Wednesday, December 25

US Presidential Hopeful, New Gingrich, Denies Transport Access to Traveling Press

It’s total newt-iny on the Gingrich campaign press bus.

For each caucus or primary during the 2012 presidential campaign, Gingrich’s campaign has organized transportation for the reporters assigned to cover him–as is customary for nearly every presidential candidate. Each news outlet chips in to pay for the bus that trails Gingrich between each stop, and the campaign often lets reporters pay for a seat on charter flights for longer journeys. Many times, it’s the only way to ensure the national media are with him at each public appearance.

That working relationship pretty much stopped working this weekend, two days before the Florida primary.

The trouble began when Daniel Malloy, a reporter for the Atlanta Journal Constitution, started to do some simple math, always a risky endeavor for a working journalist.  Gingrich’s Florida schedule called for a morning stop near West Palm Beach, and the press bus would follow him to Orlando in the afternoon. Also on the docket was a dinner that same night back in West Palm Beach, which Gingrich could attend only by arranging a private charter to fly him and the traveling press there from Orlando. The campaign would charter a second flight 200 miles west to Tampa that would leave immediately after the event. The total cost to news organizations would be about $2,000 per reporter.

Sitting in the back of the bus that day, the penny pinching press got to thinking: Why should their employers drop two grand just to attend one Gingrich event when the reporters could easily rent a cheap car in Orlando, miss the dinner, and meet up with Gingrich in Tampa the next morning? That made a lot more financial sense. Word got around. One by one, the reporters signaled that they would not join the former speaker on his plane.

By Saturday, the day of the flight, only a handful of reporters had committed to fly with Gingrich. And because fewer journalists would be on the plane, the cost per seat skyrocketed to more than $3,000. When the reporters who had given over their credit cards to join the charter heard about the new price, many called the campaign aides frantically to cancel. The campaign refused.

The reporters on the bus, now saddled with an unexpected new cost, fumed. Campaign aides were furious over the little mutiny. Reporters threatened to dispute the charges to their credit cards.
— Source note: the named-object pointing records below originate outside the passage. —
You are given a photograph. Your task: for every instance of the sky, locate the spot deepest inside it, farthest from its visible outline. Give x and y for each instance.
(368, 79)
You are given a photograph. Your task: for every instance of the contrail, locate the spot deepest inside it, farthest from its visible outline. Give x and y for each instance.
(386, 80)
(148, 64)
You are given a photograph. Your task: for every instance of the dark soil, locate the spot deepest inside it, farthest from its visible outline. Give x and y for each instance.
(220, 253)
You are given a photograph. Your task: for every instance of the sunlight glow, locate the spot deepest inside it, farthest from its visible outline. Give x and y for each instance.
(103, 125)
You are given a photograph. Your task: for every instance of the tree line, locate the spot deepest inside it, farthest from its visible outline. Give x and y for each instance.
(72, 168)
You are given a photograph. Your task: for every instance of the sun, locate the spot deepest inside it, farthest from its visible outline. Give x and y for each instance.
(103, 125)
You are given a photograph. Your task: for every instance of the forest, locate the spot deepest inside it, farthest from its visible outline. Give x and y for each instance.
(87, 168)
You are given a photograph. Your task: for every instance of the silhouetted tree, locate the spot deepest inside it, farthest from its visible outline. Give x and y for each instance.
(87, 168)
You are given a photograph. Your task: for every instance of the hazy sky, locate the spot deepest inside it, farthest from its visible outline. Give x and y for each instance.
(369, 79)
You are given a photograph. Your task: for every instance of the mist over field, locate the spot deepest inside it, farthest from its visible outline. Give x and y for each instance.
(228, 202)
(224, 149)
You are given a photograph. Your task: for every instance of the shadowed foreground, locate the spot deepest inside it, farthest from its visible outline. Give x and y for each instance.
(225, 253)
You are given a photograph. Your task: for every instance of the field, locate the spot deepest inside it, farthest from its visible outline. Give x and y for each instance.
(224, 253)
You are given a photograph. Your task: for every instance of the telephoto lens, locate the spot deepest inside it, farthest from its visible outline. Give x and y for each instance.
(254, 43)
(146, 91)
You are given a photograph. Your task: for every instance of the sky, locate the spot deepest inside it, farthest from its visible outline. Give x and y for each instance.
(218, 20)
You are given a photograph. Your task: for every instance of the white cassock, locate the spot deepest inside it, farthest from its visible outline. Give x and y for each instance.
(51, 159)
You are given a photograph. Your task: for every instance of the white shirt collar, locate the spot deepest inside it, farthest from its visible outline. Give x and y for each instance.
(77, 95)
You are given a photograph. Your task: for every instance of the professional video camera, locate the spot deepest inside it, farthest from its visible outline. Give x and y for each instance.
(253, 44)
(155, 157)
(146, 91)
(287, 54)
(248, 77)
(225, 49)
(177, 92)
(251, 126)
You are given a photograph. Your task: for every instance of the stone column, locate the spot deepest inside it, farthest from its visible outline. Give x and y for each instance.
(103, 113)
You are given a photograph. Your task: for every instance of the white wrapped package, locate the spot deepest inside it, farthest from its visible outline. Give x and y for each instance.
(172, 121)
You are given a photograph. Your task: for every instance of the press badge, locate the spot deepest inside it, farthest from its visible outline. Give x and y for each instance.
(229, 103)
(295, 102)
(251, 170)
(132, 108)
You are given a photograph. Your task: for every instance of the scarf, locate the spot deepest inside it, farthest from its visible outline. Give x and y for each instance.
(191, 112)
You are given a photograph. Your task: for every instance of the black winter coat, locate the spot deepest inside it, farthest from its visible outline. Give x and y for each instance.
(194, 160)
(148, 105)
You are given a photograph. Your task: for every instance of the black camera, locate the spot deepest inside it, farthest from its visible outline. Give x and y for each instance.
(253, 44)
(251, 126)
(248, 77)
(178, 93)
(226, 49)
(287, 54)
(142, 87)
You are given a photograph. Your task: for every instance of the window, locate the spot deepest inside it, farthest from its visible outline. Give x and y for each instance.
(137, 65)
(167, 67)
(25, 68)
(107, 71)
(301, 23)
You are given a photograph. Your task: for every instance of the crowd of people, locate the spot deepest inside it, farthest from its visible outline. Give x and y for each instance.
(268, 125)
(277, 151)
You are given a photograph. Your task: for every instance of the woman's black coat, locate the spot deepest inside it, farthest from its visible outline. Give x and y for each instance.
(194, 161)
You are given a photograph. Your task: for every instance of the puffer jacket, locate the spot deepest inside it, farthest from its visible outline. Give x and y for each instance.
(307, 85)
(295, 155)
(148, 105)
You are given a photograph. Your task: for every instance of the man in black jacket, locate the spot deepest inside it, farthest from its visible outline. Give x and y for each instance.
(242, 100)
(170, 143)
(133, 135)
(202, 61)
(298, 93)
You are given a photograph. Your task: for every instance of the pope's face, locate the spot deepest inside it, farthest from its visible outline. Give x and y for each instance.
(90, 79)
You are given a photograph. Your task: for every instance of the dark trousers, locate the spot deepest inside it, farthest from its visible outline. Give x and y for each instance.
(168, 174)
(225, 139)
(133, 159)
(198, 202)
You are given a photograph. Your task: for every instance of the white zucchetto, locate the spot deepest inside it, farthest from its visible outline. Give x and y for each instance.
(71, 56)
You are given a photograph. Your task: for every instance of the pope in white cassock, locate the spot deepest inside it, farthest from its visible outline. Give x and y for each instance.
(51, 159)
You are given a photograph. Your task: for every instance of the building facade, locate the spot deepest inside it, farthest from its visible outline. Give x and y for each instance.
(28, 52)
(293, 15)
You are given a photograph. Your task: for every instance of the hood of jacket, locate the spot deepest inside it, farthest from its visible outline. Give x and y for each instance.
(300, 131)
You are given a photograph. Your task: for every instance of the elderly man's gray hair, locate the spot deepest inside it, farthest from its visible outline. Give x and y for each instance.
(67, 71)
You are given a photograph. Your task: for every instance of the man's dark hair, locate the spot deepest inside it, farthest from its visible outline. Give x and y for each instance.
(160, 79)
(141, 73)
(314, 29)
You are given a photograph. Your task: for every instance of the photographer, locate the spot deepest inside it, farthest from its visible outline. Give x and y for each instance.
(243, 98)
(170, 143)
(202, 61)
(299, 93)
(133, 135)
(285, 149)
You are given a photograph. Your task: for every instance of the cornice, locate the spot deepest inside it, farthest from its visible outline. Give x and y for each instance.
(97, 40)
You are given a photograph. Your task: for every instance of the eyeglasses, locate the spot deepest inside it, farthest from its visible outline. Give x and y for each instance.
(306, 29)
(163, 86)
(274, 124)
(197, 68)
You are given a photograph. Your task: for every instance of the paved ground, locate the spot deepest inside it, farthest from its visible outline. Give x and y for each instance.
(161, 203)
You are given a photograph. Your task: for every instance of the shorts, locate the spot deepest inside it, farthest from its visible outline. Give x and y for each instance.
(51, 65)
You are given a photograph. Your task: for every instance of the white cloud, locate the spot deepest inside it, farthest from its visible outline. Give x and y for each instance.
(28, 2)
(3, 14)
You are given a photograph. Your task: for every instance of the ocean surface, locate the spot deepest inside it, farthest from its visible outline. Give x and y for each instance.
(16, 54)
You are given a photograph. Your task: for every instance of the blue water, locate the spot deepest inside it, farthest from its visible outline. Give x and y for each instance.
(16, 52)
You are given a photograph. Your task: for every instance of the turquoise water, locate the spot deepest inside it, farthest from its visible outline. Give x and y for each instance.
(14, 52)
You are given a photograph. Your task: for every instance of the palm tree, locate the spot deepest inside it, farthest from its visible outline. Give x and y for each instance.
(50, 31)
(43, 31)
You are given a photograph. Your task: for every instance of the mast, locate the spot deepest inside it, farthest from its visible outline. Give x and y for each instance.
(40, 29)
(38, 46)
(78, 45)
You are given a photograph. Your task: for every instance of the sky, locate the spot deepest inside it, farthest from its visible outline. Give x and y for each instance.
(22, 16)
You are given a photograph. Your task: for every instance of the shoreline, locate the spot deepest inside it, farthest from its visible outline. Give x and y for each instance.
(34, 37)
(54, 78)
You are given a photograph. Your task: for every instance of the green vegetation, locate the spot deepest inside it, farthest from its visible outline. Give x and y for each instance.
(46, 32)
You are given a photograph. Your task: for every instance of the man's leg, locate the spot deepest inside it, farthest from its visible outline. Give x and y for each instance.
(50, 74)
Then, the campaign dropped a bomb: No reporters would be allowed to fly with Gingrich on his campaign swing on Monday, when his schedule calls for more than 1,000 miles of travel, complete with campaign stops from the panhandle near the Alabama border to Miami. Without a plane, it would be virtually impossible to cover Gingrich on the day before voting begins in the primary that political observers think will make or break his campaign.

Also, the press was no longer invited to fly with Gingrich to the next contest in Nevada, which will hold its Republican caucuses on Feb. 4.

No one from Gingrich’s campaign would say on the record why the reporters were no longer invited to travel with the candidate.

“I don’t have to give you a reason,” R.C. Hammond, a Gingrich spokesman, said.

In the end, only two reporters–one from Bloomberg and one from a French TV station–climbed onto Gingrich’s Boeing 737 on Saturday night for the flight to West Palm Beach from Orlando. Not one of the TV embed reporters, who follow Gingrich everywhere but the bathroom, got on the plane. It remains unclear whether the reporters who booked and then decided not to go will be charged for the flight. Later that night, the rest of the traveling press corps watched from the bus, 200 miles away, as Herman Cain endorsed Gingrich for president.

The campaign tasked a press liaison to build a schedule that will let the press follow Gingrich in a bus to as many stops as are logistically feasible, but tensions are high between the campaign and the reporters assigned to cover him.